What is free radicals?
Free radicals are active electrons. With blood circulation, it can attack the cell membranes, subcellular structures, nucleic acids and proteins of various organs, causing damage to target cells, leading to a series of unknown diseases. Free radicals can cause a variety of diseases, so scavenging free radicals is the fundamental way to prevent and treat many diseases. Free radical science has fully verified the theory of "same disease treatment" in the motherland. Formation and action of free radicals in human body: Oxygen free radicals are usually six oxidizing substances with high chemical reactions, namely superoxide anion radicals, hydroxyl radicals, hydrogen peroxide, singlet oxygen, nitric oxide and oxidative oxidation. Nitrogen. basis. Their chemistry is very active, and during normal metabolism, the body converts 2% of oxygen into negatively charged reactive oxygen (O2-) per day. However, cells also have a defense system for scavenging oxygen free radicals. Once the ability of oxygen free radicals to overproduce or scavenge oxygen free radicals in the body is reduced, or both, excess oxygen free radicals will cause cellular damage, known as oxidative stress. According to reports in the literature, billions of free radicals attack the human body about three thousand times a day. It can lead to peroxidation of cellular biofilms and inflammatory organelles, leading to structural and functional damage. The microsomal particles expand and deform, collapse, mitochondria agglutinate, lysosomal membrane fragility increases, permeability increases, and cell macromolecules such as nucleic acids, proteins and lipids can be destroyed. The formation of free radicals is formed by the oxidation of enzymes in the body. They can be seen in the human body at any time. They are free, active and active everywhere. Just like the oxidation and corrosion of metals, the harm of free radicals to the human body will not only increase. The human aging process can also trigger a range of diseases.
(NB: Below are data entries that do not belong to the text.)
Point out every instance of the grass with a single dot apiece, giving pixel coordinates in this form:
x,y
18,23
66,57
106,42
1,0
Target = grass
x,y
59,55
A series of internal and external causes can cause excessive free radicals in the body. External factors such as mobile phones, computers, air conditioners, electromagnetic radiation, ultraviolet rays, X-rays, automobile exhaust, industrial waste gas, waste water and other environmental pollution and residual pesticides and side effects of drugs, smoke, etc. may cause excessive free radicals. Intrinsic factors: excessive stress, such as excessive mental stimulation, excessive emotional changes, excessive work stress, overwork, excessive anger, nervousness, fear and other stress. Tissue organ damage, ischemia and embolic ischemia also produce excessive free radicals in the case of perfusion trauma, leading to the occurrence and development of diseases. Free radicals can cause serious damage to cells and tissues in the human body. Different organs and tissues can cause serious damage. Different organs of the human body are composed of different cells. Free radicals circulate into the bloodstream through blood pressure and are free in the blood. Alkali continues to accumulate, eroding various organ cells through blood circulation, causing damage to different cells and forming various diseases with the same factors and different diseases. The harmful effects of free radicals on the human body and the mechanism of free radicals have active chemical properties, which can react with organic matter in the cells and produce a large amount of peroxide in the body, causing the cells to lose normal physiological functions and cause corresponding diseases. There are three mechanisms: 1. Damage to the target cell membrane; 2. Inactivation of serum anti-protease; 3. Damage to the gene leads to cell variability.
The relationship between free radicals and disease
There is increasing evidence that oxygen free radicals play an important role in the development and progression of many human diseases, such as: arteriosclerosis, diabetes, hypertension, cardiovascular and cerebrovascular diseases, organ ischemia, ischemia-reperfusion injury, Tumors, senile dementia, aging, Parkinson's disease, cataracts, etc. In short, free radical accumulation leads to accelerated aging, and aging reduces the function of scavenging free radicals. Free radicals and aging are a vicious circle of human health. Therefore, many diseases can be called "free radical diseases." It can be seen that free radicals are inseparable from human life. Therefore, the elimination of free radicals has become an important measure of "anti-aging, disease resistance and life extension".